The National Bank of Hungary’s Monetary Council left the base rate on hold at 9.50pc at a rate-setting meeting on Monday.
The move was largely expected by markets. The bank has cut rates 200bp from November to January, reversing much of a 300bp emergency rate rise in October. At the previous rate-setting meeting in February all nine members of the Monetary Council voted to keep the bank’s key rate on hold.
The Monetary Council based its Monday decision on factors related to the real economy and inflation, as well as the stability of the financial system.
The council will attempt to prevent financial processes from breaking away from the foundations of Hungary’s economy in the future. The council is ready to use all the monetary tools at its disposal to meet this objective, the councilé sressed in its statement after the meeting.
The forint has weakened over recent months due to increasing global risk-aversion and the changing assessment of the central and eastern European region. Continuing devaluation would have a negative mid-term effect on the capital situation of the financial-mediation system, and possible favourable effects would be questionable. The weakening forint restrains the lending activity of banks, while the deteriorating lending portfolio would have a negative effect on the capital situation.
The Monetary Council said the risk of a deeper economic slump has increased. The population will adapt to the changes that have taken place in global financing and their diminished income prospects by reducing consumption, which would decrease the external financing needs of the Hungarian economy.

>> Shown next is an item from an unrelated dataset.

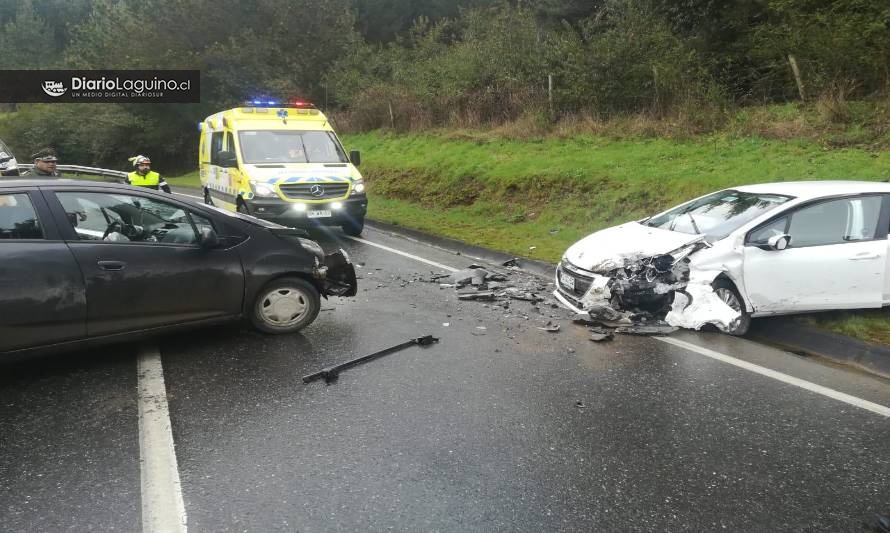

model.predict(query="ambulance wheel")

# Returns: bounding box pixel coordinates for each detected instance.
[340,218,365,237]
[250,278,321,334]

Services price inflation has been falling sharply for several consecutive months, due to the pricing of the economic downturn. However, the pass-through of weaker exchange rates into tradables prices is adding to upside risks to inflation. In the short term, exchange rate depreciation contributes to an improvement in the profitability of exporting firms and the competitiveness of domestic producers against imports. Its effect on growth, however, may be offset by the fact that economic agents are suffering sizeable losses on their positions taken in anticipation of an appreciation. The depreciation of the forint has led to a slowing in banks’ lending, and it may worsen their capital position over the medium term through a deterioration in the loan portfolio.